Mazeretim Var Asabiyim Ben
(1995) M.V.A.B.
1995 yılı MFÖ açısından kritik yıllardan biriydi, keza Mazeretim Var Asabiyim Ben (M.V.A.B.) albümü, grubun yeni nesille imtihanıydı ve grup müthiş bir şekilde bu imtihanı geçti. Albümün bir diğer efsane şarkısı da sözleri Fikret Kızılok’a ait olan Sakın Gelme‘ydi. Bu yıllarda Yavuz Çetin’in MFÖ’yle çalıyor olması da bir başka efsane birlikteliktir.
Vurgun Yedim
(2006) AGU
2000’ler sonrasında da çıkarttıkları 2 albümle hâlâ güzel müzikler yapılabileceğini kanıtlamıştır abilerimiz bize. 2006’da 11 yıl aradan sonra ‘AGU’ albümünü yayınlamışlar, Vurgun Yedim gibi Sarı Laleler gibi dev eserleri bize armağan etmişler; 2011’de de ‘Ve MFÖ’yü piyasaya çıkarmışlardır. Bize adeta MFÖ’nün yaşlanmayacağını hatırlatan Hep Yaşın 19 ise 3 kuşağın diline pelesenk olabilmiştir.
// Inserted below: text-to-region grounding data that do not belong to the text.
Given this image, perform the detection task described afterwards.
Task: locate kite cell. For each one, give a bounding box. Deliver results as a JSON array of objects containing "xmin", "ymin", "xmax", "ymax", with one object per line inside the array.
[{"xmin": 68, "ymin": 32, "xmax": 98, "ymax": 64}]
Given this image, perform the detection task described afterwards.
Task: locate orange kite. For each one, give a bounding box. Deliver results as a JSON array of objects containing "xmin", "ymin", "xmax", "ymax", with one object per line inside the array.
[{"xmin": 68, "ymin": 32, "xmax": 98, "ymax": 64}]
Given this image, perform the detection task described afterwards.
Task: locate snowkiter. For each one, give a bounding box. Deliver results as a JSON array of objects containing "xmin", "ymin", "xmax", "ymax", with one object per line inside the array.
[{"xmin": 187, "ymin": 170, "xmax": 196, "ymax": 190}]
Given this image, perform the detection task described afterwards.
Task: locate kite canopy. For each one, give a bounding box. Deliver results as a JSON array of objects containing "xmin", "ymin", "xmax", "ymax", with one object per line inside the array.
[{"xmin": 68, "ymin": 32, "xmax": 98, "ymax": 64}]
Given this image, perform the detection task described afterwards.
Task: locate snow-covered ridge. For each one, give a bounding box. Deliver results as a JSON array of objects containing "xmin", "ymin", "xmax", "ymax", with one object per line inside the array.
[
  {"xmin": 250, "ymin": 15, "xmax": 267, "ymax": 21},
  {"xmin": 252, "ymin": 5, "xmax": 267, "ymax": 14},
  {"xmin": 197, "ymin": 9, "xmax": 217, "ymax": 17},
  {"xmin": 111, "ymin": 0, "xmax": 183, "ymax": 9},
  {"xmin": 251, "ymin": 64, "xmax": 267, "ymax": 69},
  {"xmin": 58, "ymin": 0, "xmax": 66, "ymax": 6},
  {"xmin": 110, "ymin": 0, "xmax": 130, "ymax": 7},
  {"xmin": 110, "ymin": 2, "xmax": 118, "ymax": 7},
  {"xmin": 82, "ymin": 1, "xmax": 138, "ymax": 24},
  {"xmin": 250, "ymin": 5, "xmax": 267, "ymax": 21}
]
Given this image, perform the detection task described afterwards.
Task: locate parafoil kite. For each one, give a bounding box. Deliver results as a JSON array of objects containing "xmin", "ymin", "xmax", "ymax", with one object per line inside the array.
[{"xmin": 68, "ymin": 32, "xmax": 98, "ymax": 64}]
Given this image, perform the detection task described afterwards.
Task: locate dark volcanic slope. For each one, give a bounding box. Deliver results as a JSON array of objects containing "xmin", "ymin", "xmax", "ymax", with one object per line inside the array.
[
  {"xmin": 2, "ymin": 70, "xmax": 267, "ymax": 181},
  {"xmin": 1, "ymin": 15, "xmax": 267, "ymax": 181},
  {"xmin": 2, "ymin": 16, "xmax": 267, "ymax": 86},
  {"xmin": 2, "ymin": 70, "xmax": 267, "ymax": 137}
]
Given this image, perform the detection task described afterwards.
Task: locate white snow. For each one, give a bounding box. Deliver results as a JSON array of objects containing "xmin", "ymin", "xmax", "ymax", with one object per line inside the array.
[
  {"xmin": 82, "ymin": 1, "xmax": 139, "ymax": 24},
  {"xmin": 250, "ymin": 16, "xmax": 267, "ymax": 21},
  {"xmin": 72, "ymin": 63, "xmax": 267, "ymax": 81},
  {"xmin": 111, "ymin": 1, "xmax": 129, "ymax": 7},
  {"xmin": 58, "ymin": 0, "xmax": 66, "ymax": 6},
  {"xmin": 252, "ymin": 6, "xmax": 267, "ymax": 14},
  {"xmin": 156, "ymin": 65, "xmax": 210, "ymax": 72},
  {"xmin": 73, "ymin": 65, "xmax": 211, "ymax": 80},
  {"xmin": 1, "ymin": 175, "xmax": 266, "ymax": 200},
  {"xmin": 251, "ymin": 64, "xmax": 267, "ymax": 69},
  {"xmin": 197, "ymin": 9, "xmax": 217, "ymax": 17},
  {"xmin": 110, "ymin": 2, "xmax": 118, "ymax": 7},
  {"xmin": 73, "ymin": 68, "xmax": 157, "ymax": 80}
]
Bonus gibi bonus: Sanatçının Öyküsü
Mazhar Alanson, Fuat Güner, Özkan Uğur sadece grup olarak değil teke tekte de müthiş müzik adamlarıdır, hepsine ayrı ayrı listeler düzmek gerekir muhakkak ama biz bonus olarak tercihimizi Mazhar Alanson’dan yana kullandık. Çünkü o “Sanatçının Öyküsü”nü anlatıyor bize. “Ben bir şarkı söylerim yorgun insanlara.” diyor ve bize de dedirtiyor iyi ki yıllardır şarkı söylüyorlar bu yorgun insanlara.